I have having a big issue while injecting httpContextBase into my a service level object injected into controller using unity.
sample controller
public HomeController : Controller{
private IWorkContext _context;
public HomeController(IWorkContext context){
_context = context;
}
}
public WorkContext : IWorkContext{
private HttpContextBase _httpContext;
public (HttpContextBase httpContext){
_httpContext = httpContext;
}
public void DealWithCookies(){
//do some thing with http context and deal with cookies
}
}
Inside unity bootstrapper
container.RegisterType<HttpContextBase>().RegisterInstance(new HttpContextWrapper(HttpContext.Current) as HttpContextBase, new ContainerControlledLifetimeManager());
//With this line httpcontextbase is returned but as a singleton instead of new for each request.
container.RegisterType<HttpContextBase>().RegisterInstance(new HttpContextWrapper(HttpContext.Current) as HttpContextBase, new PerRequestLifetimeManager());
//This line returns an exception
The type HttpContextBase does not have an accessible constructor.
I wouldn't inject the HttpContext
at all - I would pass it into each method call:
public WorkContext : IWorkContext{
private HttpContextBase _httpContext;
public WorkContext(){
...
}
public void DealWithCookies(HttpContext ctx){
//do some thing with http context and deal with cookies
}
}
Trying to use dependency injection here seems to be a misappropriation of the principle to me. Dependency injection allows you to loosely-couple your components but there's no need for this here since you can pass the context into methods and manipulate it directly. There's no interface to provide a concrete implementation of so there's no benefit to DI - it's just unnecessary bootstrapping and an "anti-pattern" lack of structure.
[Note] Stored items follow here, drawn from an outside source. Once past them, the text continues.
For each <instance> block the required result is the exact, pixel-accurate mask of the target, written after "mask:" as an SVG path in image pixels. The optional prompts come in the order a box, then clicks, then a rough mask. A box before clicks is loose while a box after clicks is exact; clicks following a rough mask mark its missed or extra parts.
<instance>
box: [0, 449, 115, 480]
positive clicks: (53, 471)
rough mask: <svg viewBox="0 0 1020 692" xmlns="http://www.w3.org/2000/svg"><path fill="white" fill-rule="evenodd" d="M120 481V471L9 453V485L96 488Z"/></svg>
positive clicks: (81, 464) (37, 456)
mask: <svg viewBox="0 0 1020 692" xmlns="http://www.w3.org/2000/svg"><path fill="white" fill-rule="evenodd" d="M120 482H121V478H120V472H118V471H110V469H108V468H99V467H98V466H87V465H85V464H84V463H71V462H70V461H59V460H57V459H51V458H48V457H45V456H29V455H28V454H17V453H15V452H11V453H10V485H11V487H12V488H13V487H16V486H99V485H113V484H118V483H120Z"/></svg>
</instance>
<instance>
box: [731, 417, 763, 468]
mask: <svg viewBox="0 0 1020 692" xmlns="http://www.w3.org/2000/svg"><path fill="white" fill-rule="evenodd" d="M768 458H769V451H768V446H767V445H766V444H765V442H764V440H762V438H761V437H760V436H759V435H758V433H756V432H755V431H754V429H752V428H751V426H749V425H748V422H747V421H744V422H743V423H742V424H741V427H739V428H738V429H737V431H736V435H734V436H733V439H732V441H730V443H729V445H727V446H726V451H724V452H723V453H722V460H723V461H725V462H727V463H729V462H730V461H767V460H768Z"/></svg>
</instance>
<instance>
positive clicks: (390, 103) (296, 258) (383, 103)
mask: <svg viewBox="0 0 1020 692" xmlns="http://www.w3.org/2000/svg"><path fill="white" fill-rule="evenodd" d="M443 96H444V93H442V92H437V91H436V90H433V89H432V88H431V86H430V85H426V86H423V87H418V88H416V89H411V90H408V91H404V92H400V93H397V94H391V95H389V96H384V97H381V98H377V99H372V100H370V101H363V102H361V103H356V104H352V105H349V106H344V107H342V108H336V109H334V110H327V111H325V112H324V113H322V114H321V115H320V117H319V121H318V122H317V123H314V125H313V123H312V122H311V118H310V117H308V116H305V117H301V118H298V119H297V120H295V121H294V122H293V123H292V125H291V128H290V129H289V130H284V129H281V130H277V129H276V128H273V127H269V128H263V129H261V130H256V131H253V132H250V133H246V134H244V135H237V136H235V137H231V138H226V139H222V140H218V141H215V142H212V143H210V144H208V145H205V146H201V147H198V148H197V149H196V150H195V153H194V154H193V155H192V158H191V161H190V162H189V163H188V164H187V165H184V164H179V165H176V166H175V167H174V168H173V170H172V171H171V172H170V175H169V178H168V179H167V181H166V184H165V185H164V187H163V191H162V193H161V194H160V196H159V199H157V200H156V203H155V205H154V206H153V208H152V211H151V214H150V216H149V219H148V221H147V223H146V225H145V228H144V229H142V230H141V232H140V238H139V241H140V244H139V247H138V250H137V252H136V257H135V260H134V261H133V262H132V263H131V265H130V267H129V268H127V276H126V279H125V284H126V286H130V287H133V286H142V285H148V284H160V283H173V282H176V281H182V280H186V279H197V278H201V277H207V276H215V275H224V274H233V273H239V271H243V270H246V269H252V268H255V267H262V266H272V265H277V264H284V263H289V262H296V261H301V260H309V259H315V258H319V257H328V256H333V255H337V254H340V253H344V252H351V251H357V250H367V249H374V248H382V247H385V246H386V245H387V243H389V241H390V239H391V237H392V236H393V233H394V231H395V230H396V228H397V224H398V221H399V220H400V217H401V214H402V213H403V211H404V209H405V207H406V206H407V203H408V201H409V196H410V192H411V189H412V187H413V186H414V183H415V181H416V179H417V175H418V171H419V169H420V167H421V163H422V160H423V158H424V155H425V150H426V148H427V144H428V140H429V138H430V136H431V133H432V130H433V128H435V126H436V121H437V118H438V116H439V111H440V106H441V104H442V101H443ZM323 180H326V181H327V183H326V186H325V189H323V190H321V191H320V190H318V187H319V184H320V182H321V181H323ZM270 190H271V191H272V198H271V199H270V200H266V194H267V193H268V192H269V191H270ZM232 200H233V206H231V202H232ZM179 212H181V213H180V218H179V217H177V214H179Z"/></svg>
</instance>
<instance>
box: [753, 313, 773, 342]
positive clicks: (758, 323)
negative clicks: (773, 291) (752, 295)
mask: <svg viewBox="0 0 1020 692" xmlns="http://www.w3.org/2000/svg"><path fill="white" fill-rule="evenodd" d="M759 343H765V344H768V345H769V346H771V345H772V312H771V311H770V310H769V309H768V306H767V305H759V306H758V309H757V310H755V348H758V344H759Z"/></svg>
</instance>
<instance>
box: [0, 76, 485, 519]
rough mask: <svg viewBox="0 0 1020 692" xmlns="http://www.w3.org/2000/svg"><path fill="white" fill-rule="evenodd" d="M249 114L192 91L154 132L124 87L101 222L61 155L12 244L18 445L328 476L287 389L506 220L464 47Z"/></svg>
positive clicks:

Not to mention that you're not going to be able to do this anyway given that when you register your types on application launch, there's no instance to register (and the instance needs to change on each request).
On a side note - I hope that IWorkContext
is solely for abstracting cookie logic and isn't a layer between your application and your data layer. If not, it shouldn't have a dependency on an HTTP context at all.